If you are an enthusiast of Bill Cody, you might already know that his father was attacked after he was urged to speak in front of a growing crowd at a trading post about whether or not he thought Kansas should become a slavery state. You might also know that Isaac Cody affirmed his personal belief that Kansas should, indeed, NOT become a slavery state. In that moment, one of the many pro-slavery men in the crowd jumped up and stabbed him. And so it has been told that Isaac Cody was attacked when he gave an antislavery speech.
Here’s what often gets left out of that story. Isaac did not claim to be against slavery as an institution. In fact, he justified his antislavery position by asserting that Kansas should not allow any black people to live within the borders, slave or not.
What I cannot claim to know is what Isaac Cody actually believed. From today’s vantage point, he might as well have been a white-supremesist. But if we were to suppose that he actually did not agree with the institution of slavery, then we might also be able to suppose that he was doing his best to be honest while not getting stabbed. Of course, that didn’t work out so well. Maybe he was trying to take a half-step forward.
Now, excluding all black people from a state does not seem exactly progressive. And in that light, it seems like Isaac Cody was just trying to protect himself despite the injustice of slavery.
Is that what Obama is doing?
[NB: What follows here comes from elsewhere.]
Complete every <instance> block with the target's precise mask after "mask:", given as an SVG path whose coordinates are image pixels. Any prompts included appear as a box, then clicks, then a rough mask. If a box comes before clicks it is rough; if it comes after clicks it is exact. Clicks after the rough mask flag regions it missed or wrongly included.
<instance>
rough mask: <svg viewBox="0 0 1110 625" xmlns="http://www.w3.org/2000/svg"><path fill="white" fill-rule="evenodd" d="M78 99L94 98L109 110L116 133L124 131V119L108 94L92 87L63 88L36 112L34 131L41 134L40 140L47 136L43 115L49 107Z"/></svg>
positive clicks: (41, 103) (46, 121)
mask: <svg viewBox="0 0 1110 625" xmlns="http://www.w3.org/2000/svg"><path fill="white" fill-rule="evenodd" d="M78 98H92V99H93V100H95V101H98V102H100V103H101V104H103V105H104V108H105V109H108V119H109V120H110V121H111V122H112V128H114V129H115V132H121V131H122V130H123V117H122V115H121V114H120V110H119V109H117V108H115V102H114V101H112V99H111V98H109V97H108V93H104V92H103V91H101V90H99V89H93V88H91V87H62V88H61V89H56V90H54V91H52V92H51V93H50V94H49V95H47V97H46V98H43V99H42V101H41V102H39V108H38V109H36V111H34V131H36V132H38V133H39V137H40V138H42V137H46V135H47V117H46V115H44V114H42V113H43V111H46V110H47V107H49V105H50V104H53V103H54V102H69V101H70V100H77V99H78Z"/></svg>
You could say he was selfishly trying to recapture the youth vote that fueled his campaign four years ago by stating his personal beliefs all the while preserving his current campaign by refraining from rolling out actual policy. Just another policitican.
But popular opinion dictates more than political office, it also makes up the foundation of social mores. In an effort to get reelected and appeal to a wide swath of voters, Obama might also be promoting the gradual, but lasting acceptance of marriage equality in this country.
I work in an elementary school where teachers spend their days promoting good behavior and high expectations through concrete modeling. First the teacher shows the students how to safely walk from the rug to the line, then one student shows the class, then everyone practices the behavior together. Obama was saying his opinion on gay marriage was “evolving” over the last two years, which let him bide his time. But yesterday, he walked through the steps he hopes Americans will take toward accepting and recognizing the importance of marriage equality. At first, civil unions seemed like enough, but then he started talking to his friends and his family. Then, he started to think about the people he works with and the men and women serving in the military. Then, he thought about his children and the world he wants them to grow up in. Until he finally arrived at the firm belief that same-sex couples should be allowed to marry.
It’s a far cry from enacting law, but as the leader of our society, he has set a damn good example of how a human being should come around to an idea they’ve previously been ambivalent about, but that they’re beginning to realize makes a lot of sense.